Moderation simsem

Zuzanna Wojcik

unread,

Apr 27, 2021, 7:53:44 AM4/27/21

to lav...@googlegroups.com

Hello,

I am running a power analysis with the R package "simsem" and the function sim.

In my population model, how can I represent the model complexity of an interaction that will be created using a product indicator approach with indProd function? Simply regressing another factor (i.e., the moderator), in my population model, does not account for such complexity. My idea was to set a high covariance (e..g, 0.7) between the moderator and the variables used to compute the moderator. Is it correct? What I could do?

My model consists of 6 latent factors (about 5 indicators each), one mediation and one moderation. The power of each path is 1 when using only N=300 and loadings are set to only .4. However, from my little experience with SEM models, I think that 300 participants might be not enough, especially considering the moderation.

I would appreciate an explanation using lavaan syntax (please not matrix style).

Thank you.

Terrence Jorgensen

unread,

Apr 28, 2021, 11:50:31 PM4/28/21

to lavaan

In my population model, how can I represent an interaction using a product indicator approach

You need to write your own custom data-generating function to pass to the generate= function, which first simulates factor scores for exogenous factors, then you can use your moderation model (plus simulated residuals) to generate endogenous factor scores. Then you create indicators of all factors using the measurement model parameters.
You need to write another custom function that accepts the data generated by function 1, which then applies indProd() to it. Pass that function to the datafun= argument.
You can use lavaan syntax to specify the analysis model, and pass that to the model= argument.

Terrence D. Jorgensen

Assistant Professor, Methods and Statistics

Research Institute for Child Development and Education, the University of Amsterdam

http://www.uva.nl/profile/t.d.jorgensen

Zuzanna Wojcik

unread,

Apr 29, 2021, 9:24:39 AM4/29/21

to lav...@googlegroups.com

That's great, I've really appreciated your help.

Do you have any examples that could give an idea of what the structure of the custom object/function should look like?

Actually, an example of all the three steps you described would be really helpful to check my syntax.

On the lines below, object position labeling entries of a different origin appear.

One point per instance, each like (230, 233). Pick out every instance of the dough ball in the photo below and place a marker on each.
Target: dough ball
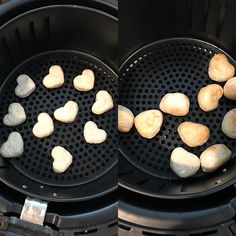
(16, 115)
(148, 123)
(184, 163)
(176, 104)
(193, 134)
(230, 89)
(62, 159)
(13, 147)
(125, 119)
(220, 69)
(209, 96)
(229, 124)
(214, 157)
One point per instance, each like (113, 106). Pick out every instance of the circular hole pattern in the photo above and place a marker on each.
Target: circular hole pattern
(168, 66)
(37, 161)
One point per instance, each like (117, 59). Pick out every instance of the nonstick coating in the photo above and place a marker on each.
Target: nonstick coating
(90, 161)
(174, 65)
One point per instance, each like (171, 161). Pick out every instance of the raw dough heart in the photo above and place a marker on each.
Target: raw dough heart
(84, 82)
(44, 127)
(16, 115)
(184, 163)
(62, 159)
(68, 113)
(13, 147)
(93, 134)
(55, 78)
(25, 86)
(103, 102)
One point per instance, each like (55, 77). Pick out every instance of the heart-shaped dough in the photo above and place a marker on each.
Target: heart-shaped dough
(68, 113)
(25, 86)
(148, 123)
(44, 127)
(16, 115)
(85, 81)
(55, 78)
(62, 159)
(13, 147)
(93, 134)
(103, 102)
(184, 163)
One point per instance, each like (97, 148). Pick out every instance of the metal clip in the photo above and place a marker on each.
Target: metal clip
(34, 211)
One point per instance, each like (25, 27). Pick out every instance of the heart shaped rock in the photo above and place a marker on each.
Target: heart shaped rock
(44, 127)
(25, 86)
(93, 134)
(16, 115)
(55, 78)
(103, 102)
(62, 159)
(68, 113)
(84, 82)
(13, 147)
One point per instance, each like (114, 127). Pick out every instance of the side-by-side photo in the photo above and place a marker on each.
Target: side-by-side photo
(58, 118)
(176, 118)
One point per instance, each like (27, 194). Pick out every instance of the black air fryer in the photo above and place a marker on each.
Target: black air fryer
(166, 46)
(76, 35)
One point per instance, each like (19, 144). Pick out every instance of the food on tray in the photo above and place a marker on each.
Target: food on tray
(148, 123)
(230, 89)
(85, 81)
(16, 115)
(13, 147)
(125, 119)
(214, 157)
(55, 78)
(44, 127)
(193, 134)
(62, 159)
(229, 124)
(176, 104)
(220, 69)
(103, 102)
(25, 86)
(209, 96)
(67, 113)
(94, 135)
(184, 163)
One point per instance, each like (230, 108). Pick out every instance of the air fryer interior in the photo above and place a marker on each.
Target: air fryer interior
(76, 38)
(169, 51)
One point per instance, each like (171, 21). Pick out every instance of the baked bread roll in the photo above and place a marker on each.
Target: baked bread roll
(125, 119)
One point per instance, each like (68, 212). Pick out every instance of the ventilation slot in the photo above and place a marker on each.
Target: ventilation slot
(7, 49)
(204, 233)
(18, 36)
(157, 234)
(124, 227)
(32, 31)
(221, 18)
(84, 232)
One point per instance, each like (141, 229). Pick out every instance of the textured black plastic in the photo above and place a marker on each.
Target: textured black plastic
(174, 65)
(90, 161)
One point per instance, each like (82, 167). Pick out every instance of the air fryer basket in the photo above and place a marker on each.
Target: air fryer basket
(30, 44)
(172, 58)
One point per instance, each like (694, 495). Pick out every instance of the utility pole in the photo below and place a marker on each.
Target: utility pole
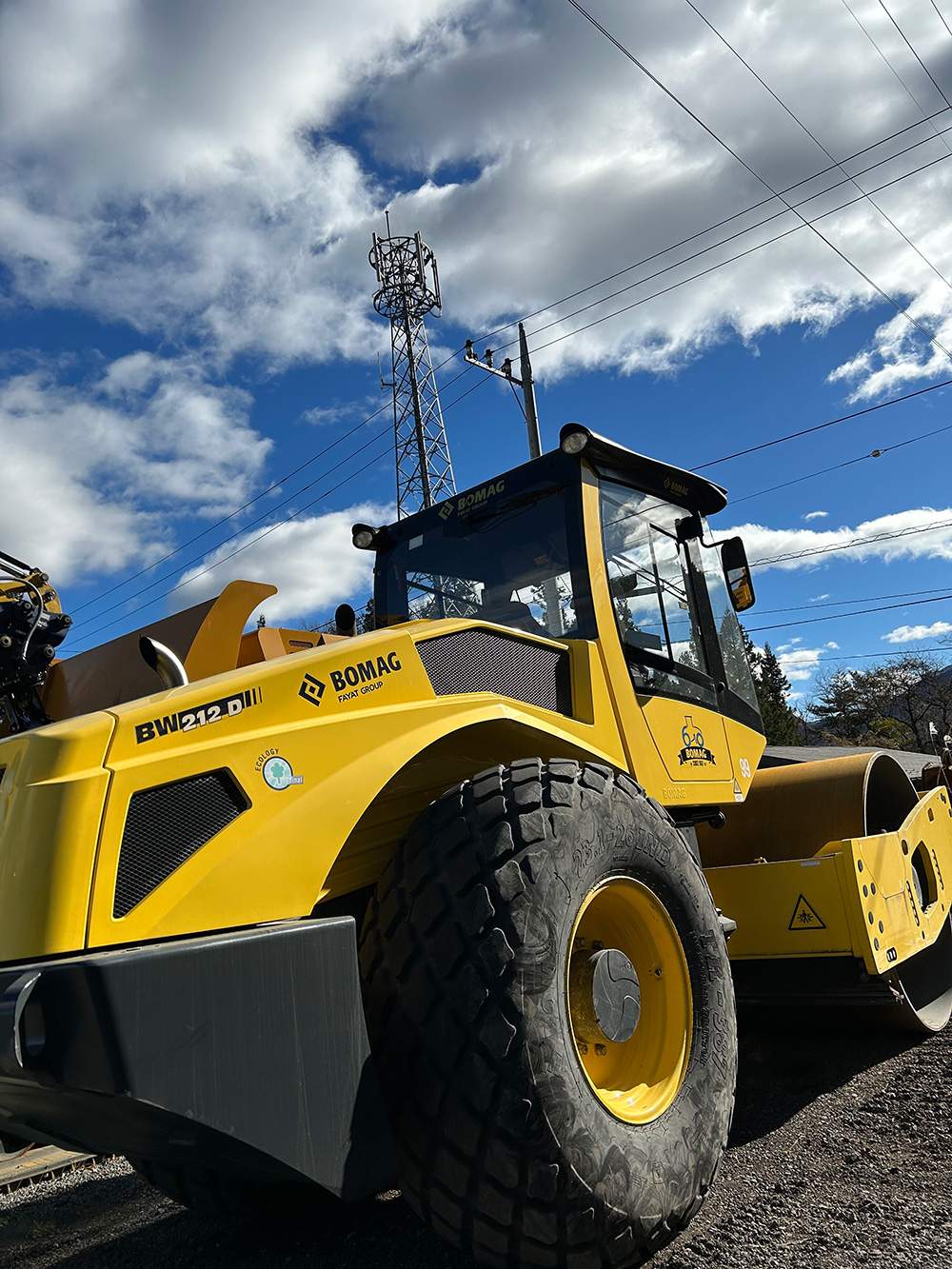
(409, 289)
(526, 382)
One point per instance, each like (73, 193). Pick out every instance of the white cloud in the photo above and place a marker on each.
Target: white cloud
(800, 664)
(311, 561)
(902, 536)
(225, 194)
(101, 466)
(908, 633)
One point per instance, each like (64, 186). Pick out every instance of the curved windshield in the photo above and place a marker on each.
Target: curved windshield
(737, 667)
(650, 582)
(499, 555)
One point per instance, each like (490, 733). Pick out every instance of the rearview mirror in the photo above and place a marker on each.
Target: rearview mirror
(737, 571)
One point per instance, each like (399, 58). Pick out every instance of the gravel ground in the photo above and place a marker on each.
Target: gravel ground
(840, 1155)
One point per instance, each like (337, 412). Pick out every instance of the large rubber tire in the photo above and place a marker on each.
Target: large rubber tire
(506, 1147)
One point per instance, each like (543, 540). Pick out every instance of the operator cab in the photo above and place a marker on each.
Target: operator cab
(522, 551)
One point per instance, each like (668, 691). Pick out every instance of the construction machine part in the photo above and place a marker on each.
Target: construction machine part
(239, 1060)
(211, 1192)
(551, 1016)
(840, 860)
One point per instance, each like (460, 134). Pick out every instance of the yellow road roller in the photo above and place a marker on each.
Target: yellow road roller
(461, 902)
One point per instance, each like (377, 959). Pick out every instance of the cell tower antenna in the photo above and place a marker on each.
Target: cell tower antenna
(407, 288)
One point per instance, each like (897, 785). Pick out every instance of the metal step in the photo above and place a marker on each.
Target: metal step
(36, 1165)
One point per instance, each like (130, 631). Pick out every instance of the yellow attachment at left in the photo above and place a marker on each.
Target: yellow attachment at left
(52, 793)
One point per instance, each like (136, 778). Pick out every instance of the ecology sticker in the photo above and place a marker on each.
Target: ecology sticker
(278, 774)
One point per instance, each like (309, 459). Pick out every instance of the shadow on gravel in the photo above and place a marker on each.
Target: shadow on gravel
(787, 1062)
(124, 1223)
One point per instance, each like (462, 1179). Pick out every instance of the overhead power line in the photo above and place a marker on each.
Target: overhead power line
(893, 69)
(746, 210)
(849, 462)
(857, 656)
(704, 273)
(817, 140)
(941, 16)
(548, 307)
(856, 612)
(840, 603)
(819, 426)
(853, 544)
(734, 153)
(258, 537)
(909, 46)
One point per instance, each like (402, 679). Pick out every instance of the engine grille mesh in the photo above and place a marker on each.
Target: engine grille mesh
(167, 825)
(478, 660)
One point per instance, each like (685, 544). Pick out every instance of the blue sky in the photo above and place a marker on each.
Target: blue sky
(186, 301)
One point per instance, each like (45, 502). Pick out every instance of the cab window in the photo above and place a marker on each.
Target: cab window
(650, 579)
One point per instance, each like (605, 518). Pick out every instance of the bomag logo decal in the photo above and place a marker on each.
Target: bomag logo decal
(693, 753)
(467, 502)
(200, 716)
(364, 677)
(311, 689)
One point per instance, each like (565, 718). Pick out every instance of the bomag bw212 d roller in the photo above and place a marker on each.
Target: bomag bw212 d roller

Maybe a simple example with latent variables X regressed into Y moderated by W? (e.g., 3 indicators each).

Thank you very much, Terrence.

Zu

--
You received this message because you are subscribed to the Google Groups "lavaan" group.
To unsubscribe from this group and stop receiving emails from it, send an email to lavaan+un...@googlegroups.com.
To view this discussion on the web visit https://groups.google.com/d/msgid/lavaan/23c1cb87-0dee-48b3-a7f3-32ec87a89928n%40googlegroups.com.

Zuzanna Wojcik

unread,

May 1, 2021, 8:38:35 AM5/1/21

to lav...@googlegroups.com

Can someone help me interpreting Terrence's advice?

You need to write your own custom data-generating function

I would need more information about the structure of the function. then you can use your moderation model (plus simulated residuals) to generate endogenous factor scores. Does it mean matrices to create the model () arguments? Such as LY, RTE, and so on

I am wondering if the two sentences simply mean creating my population model to pass to the generate function.

Then you create indicators of all factors using the measurement model parameters.

Indicators scores? How?

You need to write another custom function that accepts the data generated by function 1, which then applies indProd() to it. Pass that function to the datafun= argument.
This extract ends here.